The host cities for the 2011 Women’s World Cup in Germany were unveiled Tuesday. Though the women’s national team is already a success, the German FA hopes the event will bolster the struggling women’s club game.
Can Chancellor Merkel's support change the flagging fortunes of women's club soccer?
Germany's soccer elite, along with Chancellor Angela Merkel and FIFA President Sepp Blatter, gathered on Tuesday, Sept 30 in Berlin to announce the host cities for the 2011 Women's World Cup.
The nine cities are Berlin, Frankfurt, Moenchengladbach, Bochum, Dresden, Leverkusen, Augsburg, Sinsheim and Wolfsburg.
There was criticism from the eastern German city of Magdeburg, which along with Bielefeld, was one of two cities to see its bid discarded.
"I am disappointed," Magdeburg mayor Lutz Truemper said in a radio interview. "You can work as hard as you like, but you don't have any chance of being noticed in the east."
However the German Football Association DFB defended the choice of venues, saying not only was the eastern part of the country represented by Dresden but that the stadium in Magdeburg would have needed an investment of three million euros alone for temporary media facilities.
"Of course it's hard on two cities, but we had to take account of so many factors. In any case it is progress on the World Cups of past years," Zwanziger said.
The 2011 Women’s World Cup, with nine venues, will be a much larger logistical undertaking than any mounted before. The 2007 World Cup in China saw five venues, while the 2003 tournament in the United States was played in six cities.
A major reason for ramping up the scale of the event was Germany’s successful hosting of the 2006 men’s World Cup. That Germans turned out in large numbers for public viewing during Euro 2008 in neighboring Switzerland and Austria also gave the impression that the public’s appetite for soccer tournaments is nearly insatiable.
Germany's women's national team has snapped up one title after the other in recent years
Also playing a role in high hopes for 2011, is German dominance on the pitch. Since Germany fielded its first women’s national side in 1982, the team’s record has been one of rousing success: Two world cups, six European championships, and three Olympic bronze medals.
In the current FIFA world rankings, Germany is number two, behind just the United States.
Women’s soccer at the grassroots level is healthy as well.
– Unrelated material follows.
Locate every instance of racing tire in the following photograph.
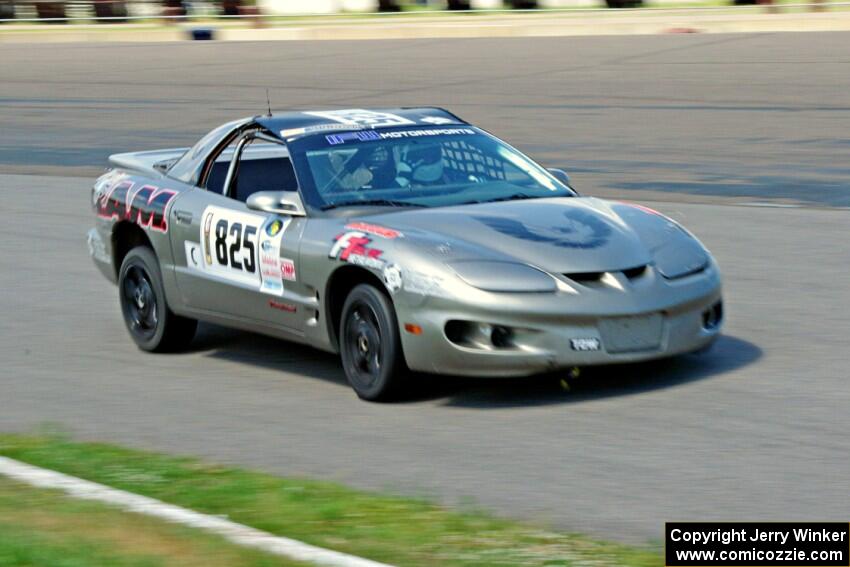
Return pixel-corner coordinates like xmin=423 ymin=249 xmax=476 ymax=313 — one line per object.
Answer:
xmin=339 ymin=284 xmax=408 ymax=402
xmin=118 ymin=246 xmax=198 ymax=352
The DFB has more than one million female members, of whom nearly 700,000 are regular players.
But alongside all these positives is a major weak point: Germany’s women’s club game.
Women's club game fails to excite
The German national team wins matches, gets decent television ratings, and fills medium-sized stadiums, but the German women’s club game fails to inspire the same reaction. The average women’s Bundesliga match draws just 885 fans.
The fact that the German club game struggles despite one of women’s soccer’s biggest stars, three-time world footballer of the year Birgit Prinz, playing in the league (for champions 1. FFC Frankfurt) has some thinking that the public doesn’t respond to stars.
Former German national team player Steffi Jones believes, however, that the league just needs more of them.
Steffi Jones, left, see here with Chancellor Merkel, says club soccer needs big names
“Women’s football hasn’t had enough big personalities,” she said. “We need to generate them.”
Another idea to pique interest in the club game is to raise the profile of the clubs themselves.
The women’s Bundesliga’s traditional top teams include 1. FFC Frankfurt, FCR Duisburg and Turbine Potsdam. These are not exactly household names in Germany or anywhere else.
But also up in the women’s league’s top tier is FC Bayern Munich, a perennial power in men’s club soccer. And the women’s squads of familiar clubs like Hamburger SV and VfL Wolfsburg are beginning to put a dent in the top division as well.
If these already well-known clubs devoted more of their ample incomes to the women’s game, some say, attendance figures might just go up.